What is the point of going to college? This has become a key question for many young people and their parents as costs increase, jobs grow scarce, and the old ideal of a liberal education seems, to many, outdated. This is one of the central questions raised in a new book by a former Yale professor.
Excellent Sheep: The Miseducation of the American Elite and the Way to a Meaninful Life by William Deresiewicz comes, amid some controversy, as a welcome addition to the ongoing debate about higher education.
Like the author, I, too, began college (not an elite one) because it was the thing to do for someone who had attend a college prep school, with only vague goals in mind as to what I might do with a degree.
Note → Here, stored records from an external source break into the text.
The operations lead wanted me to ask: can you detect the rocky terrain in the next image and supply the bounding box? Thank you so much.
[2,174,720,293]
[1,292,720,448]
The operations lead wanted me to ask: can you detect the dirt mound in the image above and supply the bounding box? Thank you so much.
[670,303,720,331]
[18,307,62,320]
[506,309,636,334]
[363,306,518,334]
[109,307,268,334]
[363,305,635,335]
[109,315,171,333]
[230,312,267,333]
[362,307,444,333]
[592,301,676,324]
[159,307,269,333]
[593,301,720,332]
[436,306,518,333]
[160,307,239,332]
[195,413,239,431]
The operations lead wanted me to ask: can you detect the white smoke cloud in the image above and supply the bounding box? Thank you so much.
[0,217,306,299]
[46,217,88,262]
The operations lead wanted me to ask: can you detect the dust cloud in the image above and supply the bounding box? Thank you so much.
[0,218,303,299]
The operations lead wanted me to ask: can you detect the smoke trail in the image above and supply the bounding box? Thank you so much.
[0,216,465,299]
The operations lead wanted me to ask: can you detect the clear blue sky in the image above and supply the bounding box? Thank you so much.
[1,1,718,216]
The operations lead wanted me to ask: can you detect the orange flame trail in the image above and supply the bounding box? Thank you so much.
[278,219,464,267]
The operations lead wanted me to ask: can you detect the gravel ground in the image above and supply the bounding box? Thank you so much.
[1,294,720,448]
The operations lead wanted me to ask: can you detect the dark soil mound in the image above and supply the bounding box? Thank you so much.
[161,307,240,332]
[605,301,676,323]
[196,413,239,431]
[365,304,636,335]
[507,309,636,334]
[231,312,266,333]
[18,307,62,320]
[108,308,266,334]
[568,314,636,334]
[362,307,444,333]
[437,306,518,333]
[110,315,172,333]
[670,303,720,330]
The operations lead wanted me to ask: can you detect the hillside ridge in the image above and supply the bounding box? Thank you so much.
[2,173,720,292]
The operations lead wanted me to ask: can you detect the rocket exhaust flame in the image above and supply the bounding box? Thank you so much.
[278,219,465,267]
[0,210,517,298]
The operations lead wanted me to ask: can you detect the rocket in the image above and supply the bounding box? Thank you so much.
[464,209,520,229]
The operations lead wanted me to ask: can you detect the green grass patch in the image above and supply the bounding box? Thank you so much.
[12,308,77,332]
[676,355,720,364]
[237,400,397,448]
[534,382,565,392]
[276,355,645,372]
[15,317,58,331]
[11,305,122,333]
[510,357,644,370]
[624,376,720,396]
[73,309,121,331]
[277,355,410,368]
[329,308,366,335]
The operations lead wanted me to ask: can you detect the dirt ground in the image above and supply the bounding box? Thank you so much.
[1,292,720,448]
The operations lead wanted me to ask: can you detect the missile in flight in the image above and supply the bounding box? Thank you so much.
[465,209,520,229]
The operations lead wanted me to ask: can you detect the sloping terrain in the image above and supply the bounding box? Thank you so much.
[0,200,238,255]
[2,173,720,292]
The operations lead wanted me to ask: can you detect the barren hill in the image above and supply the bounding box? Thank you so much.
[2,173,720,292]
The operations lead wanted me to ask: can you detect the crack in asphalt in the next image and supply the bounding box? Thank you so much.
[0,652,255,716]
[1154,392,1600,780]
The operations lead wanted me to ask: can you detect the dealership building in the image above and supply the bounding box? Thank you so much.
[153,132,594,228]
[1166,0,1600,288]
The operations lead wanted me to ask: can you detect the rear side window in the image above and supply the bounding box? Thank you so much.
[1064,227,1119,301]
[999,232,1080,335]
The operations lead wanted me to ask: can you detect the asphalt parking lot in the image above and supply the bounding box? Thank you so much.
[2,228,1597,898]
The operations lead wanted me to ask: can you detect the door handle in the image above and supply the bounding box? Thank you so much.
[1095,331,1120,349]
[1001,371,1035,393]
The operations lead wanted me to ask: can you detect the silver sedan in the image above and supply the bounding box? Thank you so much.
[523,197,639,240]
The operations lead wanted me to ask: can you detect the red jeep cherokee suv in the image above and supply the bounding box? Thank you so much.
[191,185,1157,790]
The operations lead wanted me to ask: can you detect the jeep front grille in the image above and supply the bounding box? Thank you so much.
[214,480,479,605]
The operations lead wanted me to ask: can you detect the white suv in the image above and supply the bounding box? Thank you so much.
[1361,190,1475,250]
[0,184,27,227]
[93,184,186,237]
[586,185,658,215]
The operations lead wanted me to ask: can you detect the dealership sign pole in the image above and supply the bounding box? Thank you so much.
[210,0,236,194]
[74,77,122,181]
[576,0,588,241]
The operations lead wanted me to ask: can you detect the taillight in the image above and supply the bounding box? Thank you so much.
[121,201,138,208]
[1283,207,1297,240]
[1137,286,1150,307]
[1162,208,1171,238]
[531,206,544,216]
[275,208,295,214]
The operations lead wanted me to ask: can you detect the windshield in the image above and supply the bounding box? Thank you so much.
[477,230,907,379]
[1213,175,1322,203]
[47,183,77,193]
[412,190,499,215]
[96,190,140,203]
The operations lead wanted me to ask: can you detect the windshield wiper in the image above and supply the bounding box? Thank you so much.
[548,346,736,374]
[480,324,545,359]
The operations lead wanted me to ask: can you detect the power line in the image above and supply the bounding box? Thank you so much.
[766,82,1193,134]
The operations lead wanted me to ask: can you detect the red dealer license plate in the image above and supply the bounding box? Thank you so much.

Today's students tend to be more practical: finding majors that will land them jobs--and being pushed on all sides to do so, while hoping along the way to pick up some knowledge and have a bit of fun, too.
Higher education, even in the Ivy League, has become commercialized with students, according to Deresiewicz, too busy jumping through hurdles to analyze what they want, too busy developing a resume to enjoy the life of the mind. Too stressed to meet the wide variety of people and ideas that will help them develop their true selves. Instead of four idyllic years of cultivating the mind, they live with a fear of doing things that might put their future careers at risk.
The author talks about problems found at state universities, too, the kind of school where I taught for many years: students with little time to make real friends, professors geared to research rather than teaching, and a pressure to succeed that often lands students in the over-crowded mental health center on campus.
The students the author encountered at Yale were, he says, smart, driven to succeed but timid, anxious and lost: great at what they are doing but with no idea why they are doing it. What seems missing is an over-arching vision of educational goals, the kind of humanizing education we once spoke of in academe--and tried to inculcate in our curricula until recent decades when careerism took hold.
Deresiewicz found students on their high-pressure treadmill to be cheerfully confident but lacking in the moral purpose he sees as basic to education: the combination of introspection, observation, critical thinking and reading that leads one to build an individual self. Of course, a four-year program of study is only the beginning of such a life-long quest, and perhaps the author overemphasizes the moral purpose of a college education.
If so, the emphasis is welcome since the other two reasons for college education--commercial and cognitive (acquiring information and learning about critical thinking)--have become dominant in the competitive collegiate world. In these two areas, the author says, elite universities have excelled, while ignoring the moral-philosophical (or liberal arts) ideal that is sadly missing from what many schools provide and what most students want today.
Are today's students "excellent sheep"? Perhaps. And perhaps it's impossible for any quality institution of higher education to be all things to all people, providing the freedom of a humanistic, moral education as well as satisfying the practical demands of parents and students.
But perhaps our universities are doing a better job, overall, than this welcome and provocative and very readable book suggests.